Prima del match valevole per il titolo italiano Valerio Lamanna chiama sul ring per ricevere l’applauso del pubblico Mirko Ricci, che difenderà il suo titolo Intercontinentale WBA il 27 giugno. Salgono quindi sul ring Andrea Manco e Massimiliano Buccheri per contendersi il titolo italiano dei medi lasciato vacante. Il pugliese inizia a gran carriera costringendo sulla difensiva l’avversario. L’aggressività di Manco sembra confondere le idee al romano. A partire dal quinto round Buccheri, che ha all’angolo Venturini e Di Gianfrancesco, frena con maggiore disinvoltura gli attacchi dell’avversario, che non ha esperienza per una distanza così lunga e che oltrettutto presenta un’insidiosa ferita allo zigomo sinistro. Nel sesto round Buccheri va a segno con più frequenza con un avversario che deve recuperare ossigeno. La ferita di Manco richiede l’intervento del medico, che decreta lo stop. Per l’arbitro la ferita è stata provocata da un colpo e non da una testata, sia pure fortuita, per cui il verdetto è di kotc a favore di Buccheri, che conquista il suo secondo titolo italiano.
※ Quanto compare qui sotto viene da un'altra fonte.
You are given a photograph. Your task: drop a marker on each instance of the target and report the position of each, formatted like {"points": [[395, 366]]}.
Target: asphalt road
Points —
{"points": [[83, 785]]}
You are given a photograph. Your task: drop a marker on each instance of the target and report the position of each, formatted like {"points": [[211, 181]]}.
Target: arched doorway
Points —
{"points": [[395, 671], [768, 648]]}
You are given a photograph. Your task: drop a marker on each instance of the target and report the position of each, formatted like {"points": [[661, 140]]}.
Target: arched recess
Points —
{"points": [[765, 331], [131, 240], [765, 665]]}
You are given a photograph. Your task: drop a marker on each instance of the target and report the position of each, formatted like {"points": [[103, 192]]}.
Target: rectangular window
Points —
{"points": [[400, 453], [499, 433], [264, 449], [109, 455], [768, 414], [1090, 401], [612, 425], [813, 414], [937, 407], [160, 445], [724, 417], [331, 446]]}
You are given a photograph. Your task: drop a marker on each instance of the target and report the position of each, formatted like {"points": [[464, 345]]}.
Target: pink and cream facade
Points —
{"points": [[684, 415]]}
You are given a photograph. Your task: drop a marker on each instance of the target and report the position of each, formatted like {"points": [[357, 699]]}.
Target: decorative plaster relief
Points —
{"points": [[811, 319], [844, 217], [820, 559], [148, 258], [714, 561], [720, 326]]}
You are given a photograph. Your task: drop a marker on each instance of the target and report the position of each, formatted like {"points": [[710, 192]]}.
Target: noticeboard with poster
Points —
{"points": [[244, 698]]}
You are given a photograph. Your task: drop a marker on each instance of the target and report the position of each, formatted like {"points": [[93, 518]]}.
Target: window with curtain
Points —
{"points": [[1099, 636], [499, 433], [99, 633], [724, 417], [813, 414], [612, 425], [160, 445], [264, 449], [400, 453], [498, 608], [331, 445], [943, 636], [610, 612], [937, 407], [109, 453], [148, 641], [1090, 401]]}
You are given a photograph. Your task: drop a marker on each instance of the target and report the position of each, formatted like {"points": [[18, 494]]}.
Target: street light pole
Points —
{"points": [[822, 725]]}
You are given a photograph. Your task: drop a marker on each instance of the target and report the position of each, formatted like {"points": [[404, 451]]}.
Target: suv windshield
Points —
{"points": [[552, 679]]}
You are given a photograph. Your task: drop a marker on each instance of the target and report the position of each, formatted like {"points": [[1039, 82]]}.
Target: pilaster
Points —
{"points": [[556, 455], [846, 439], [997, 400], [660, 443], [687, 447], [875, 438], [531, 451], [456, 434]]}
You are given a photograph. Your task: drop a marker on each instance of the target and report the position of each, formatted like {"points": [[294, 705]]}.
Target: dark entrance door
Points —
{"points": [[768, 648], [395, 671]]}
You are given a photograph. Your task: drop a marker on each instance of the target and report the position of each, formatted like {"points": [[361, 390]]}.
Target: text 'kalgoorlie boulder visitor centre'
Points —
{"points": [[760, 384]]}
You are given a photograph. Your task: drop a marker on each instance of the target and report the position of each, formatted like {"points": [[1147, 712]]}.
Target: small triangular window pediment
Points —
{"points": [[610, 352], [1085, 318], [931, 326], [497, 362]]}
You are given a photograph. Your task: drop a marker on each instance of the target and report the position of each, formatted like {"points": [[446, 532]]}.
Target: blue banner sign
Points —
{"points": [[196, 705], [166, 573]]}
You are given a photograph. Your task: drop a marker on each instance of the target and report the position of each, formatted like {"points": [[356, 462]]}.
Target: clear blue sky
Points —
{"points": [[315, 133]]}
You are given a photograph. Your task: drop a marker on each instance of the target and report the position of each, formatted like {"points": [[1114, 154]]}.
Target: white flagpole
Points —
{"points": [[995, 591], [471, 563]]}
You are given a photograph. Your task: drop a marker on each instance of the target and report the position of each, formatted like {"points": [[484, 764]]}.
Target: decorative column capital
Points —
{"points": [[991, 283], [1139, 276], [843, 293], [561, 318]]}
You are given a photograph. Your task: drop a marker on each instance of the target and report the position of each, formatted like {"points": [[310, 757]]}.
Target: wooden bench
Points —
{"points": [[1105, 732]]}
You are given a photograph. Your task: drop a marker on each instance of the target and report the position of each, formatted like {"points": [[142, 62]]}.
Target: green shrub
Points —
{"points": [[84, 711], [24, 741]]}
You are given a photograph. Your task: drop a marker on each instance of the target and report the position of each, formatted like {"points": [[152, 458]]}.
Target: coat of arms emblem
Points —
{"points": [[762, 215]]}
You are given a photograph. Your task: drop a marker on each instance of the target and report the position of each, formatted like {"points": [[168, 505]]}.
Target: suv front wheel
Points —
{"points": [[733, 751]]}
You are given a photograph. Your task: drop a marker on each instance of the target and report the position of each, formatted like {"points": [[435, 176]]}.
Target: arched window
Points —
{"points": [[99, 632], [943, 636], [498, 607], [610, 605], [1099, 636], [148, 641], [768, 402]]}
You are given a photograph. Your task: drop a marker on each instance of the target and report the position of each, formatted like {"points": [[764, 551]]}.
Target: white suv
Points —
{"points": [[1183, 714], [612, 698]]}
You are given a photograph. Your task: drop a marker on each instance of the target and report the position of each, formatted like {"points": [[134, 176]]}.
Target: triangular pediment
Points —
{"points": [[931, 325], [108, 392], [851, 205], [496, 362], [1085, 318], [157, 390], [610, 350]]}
Il rullo di tamburi senegalesi accompagna l’entrata di Mouhamed Alì Ndiaye (+ 24, – 2, = 1) e subito dopo Giovanni De Carolis (+ 22, -5) detentore dell’intercontinentale IBF dei supermedi. Per Ndiaye si parla di riscatto dopo la sconfitta subita da Rebrasse, mentre il romano è chiamato a confermare la validità delle sue ambizioni. Non c’è studio e lo dimostra il pugile di Mattioli e Ascani partendo come un fulmine su un avversario che si lascia sorprendere scoperto. La lotta s’infiamma e i due rotolano al tappeto. Il match è convulso e molti colpi vanno a vuoto. L’arbitro inglese richiama Ndiaye per le sue trattenute oltre i limiti. Terzo round incandescente con De Carolis intenzionato a chiudere che si fa pescare da un paio di destri pericolosi. Nel quinto round scambio al cardiopalma nello spazio di un fazzoletto. De Carolis consuma energie per scrollarsi dai tentacoli di Ndiaye. Nel settimo scambio selvaggio, con l’arbitro che non ne vuol sapere di richiamare Ndiaye. De Carolis attacca senza curarsi troppo della difesa e deve incassare qualche destro, ma nel finale del nono round il senegalese accusa una serie. L’intervallo di un minuto tra il nono e decimo round si trasforma in un tempo maggiore per l’angolo di Ndiaye proteso ad asciugare il tappeto. Bou Ali Kamel, ex campione del mondo, mette in vetrina la sua abilità come cornermen, ma non serve perché una potente serie costringe al tappeto il senegalese che viene contato. De Carolis fiuta la possibilità di finire il match prima del tempo, ma viene frenato dalla “testa” di Ndiaye che rimedia un altro richiamo ufficiale. Match estenuante e nel 12mo round  lo sfidante rinnova la sua conoscenza con il tappeto, dopo il conteggio incassa altri colpacci e si vede volare un asciugamano, mossa non valida da regolamrento. Il match riprende dopo qualche secondo e finisce con Ndiaye in barca. Il punteggio dei giudici non ammette replica (118-106 Rega, 117-107 Zaccardi, 119-104 Bianco). De Carolis conserva il titolo e si conferma pugile in ascesa, Ndiaye sembra invece accusare i suoi 35 anni, ma non ha nulla da rimproverarsi per aver disputato 12 rounds provandoci anche in qualche occasione. Una bella serata con pubblico caldo e partecipe tra cui si si è notata la presenza di qualche vip come Toni Masciarelli, che ha fatto i suoi complimenti a Manuel Lancia, e la bella attrice Asia Argento, grande appassionata della noble art.

RISULTATI

Superwelter: Vincenzo Bevilacqua b. Alain Kourouma 4.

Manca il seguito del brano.